Queste ultime parole ferivano Elisa nel più vivo dell’anima,.
Il pensiero del mercante visto quella mattina le balenò alla mente: impallidì e il respiro le mancò. Essa volse inquieta lo sguardo a cercare il suo Enrichetto che, stanco di esser testimonio di un colloquio sì grave, erasi allontanato bel bello, e correva intorno alla veranda a cavalcioni del bastone del signor Shelby. Un momento fu tentata di mettere a parte suo marito di tutte le sue apprensioni; ma pensò che egli soffriva già troppo e che non bisognava affliggerlo maggiormente.

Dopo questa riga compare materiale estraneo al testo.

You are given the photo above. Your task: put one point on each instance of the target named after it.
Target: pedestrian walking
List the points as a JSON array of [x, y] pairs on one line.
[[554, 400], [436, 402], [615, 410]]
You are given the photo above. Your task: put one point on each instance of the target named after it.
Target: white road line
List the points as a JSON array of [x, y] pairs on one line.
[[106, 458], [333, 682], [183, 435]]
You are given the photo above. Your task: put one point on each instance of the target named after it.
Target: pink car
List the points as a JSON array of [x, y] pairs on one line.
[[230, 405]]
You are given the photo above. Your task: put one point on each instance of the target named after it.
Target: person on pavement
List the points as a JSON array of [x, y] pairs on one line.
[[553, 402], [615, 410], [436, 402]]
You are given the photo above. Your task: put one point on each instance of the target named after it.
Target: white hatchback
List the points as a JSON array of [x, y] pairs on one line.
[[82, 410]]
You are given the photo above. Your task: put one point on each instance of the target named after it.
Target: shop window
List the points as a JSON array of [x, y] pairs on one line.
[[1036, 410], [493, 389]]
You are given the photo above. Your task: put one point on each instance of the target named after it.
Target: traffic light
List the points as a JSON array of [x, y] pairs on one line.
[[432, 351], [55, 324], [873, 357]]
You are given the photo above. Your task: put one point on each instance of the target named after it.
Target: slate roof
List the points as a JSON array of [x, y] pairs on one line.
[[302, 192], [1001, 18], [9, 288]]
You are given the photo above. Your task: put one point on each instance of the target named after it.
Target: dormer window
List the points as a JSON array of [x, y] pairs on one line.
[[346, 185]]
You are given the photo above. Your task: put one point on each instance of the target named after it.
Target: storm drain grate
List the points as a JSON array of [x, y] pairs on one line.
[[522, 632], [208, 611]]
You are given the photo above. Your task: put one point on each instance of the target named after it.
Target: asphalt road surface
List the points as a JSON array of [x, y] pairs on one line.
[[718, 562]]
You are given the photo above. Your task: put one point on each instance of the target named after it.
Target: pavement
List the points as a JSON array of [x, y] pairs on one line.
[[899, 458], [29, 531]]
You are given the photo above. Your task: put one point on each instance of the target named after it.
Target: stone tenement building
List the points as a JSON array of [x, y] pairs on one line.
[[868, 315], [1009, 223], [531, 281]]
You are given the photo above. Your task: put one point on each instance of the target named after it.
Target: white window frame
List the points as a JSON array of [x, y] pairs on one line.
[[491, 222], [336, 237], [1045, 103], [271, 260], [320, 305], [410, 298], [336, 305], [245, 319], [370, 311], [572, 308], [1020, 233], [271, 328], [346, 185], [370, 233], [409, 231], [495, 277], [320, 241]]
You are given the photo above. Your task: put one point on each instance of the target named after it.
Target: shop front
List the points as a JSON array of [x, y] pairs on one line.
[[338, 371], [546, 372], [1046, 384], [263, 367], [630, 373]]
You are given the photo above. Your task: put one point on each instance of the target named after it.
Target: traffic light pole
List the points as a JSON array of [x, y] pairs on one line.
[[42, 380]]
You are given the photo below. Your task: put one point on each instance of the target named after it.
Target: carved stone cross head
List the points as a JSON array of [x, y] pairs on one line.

«No, no,» diss’ella in cuor suo «sarebbe per lui troppo grande rammarico. No, non vo’ dirgli ciò che penso; eppoi la signora non m’inganna di certo.»
— Dunque, Elisa mia, — disse Giorgio con viso tetro — addio! Me ne vado.
— Tu parti, Giorgio? E dove vai?
— Al Canada, — rispose egli, frenando la sua emozione — e di là io ti riscatterò: sola speranza che ci resti. Tu hai un buon padrone che non ricuserà di vender te ed il figlio. Se Dio mi aiuta, riuscirò a comperarvi entrambi.
— Guai se tu fossi preso!
— Non mi prenderanno: morrò piuttosto. Sarò libero, te lo dico io, Elisa, o morrò!
— Non ti ucciderai?
— Sarebbe inutile; mi uccideranno abbastanza presto gli altri; ma sii certa che non mi faranno scender vivo giù nel fiume.
— Oh, Giorgio, per l’amore che mi porti, usa prudenza, non fare alcuna mala azione! Scaccia le tentazioni che ti assalgono. Tu sei spinto a qualche estremo, lo vedo: ma, sii cauto. E poiché t’è d’uopo partire va’, Giorgio, ma abbi giudizio, e prega Dio che t’aiuti!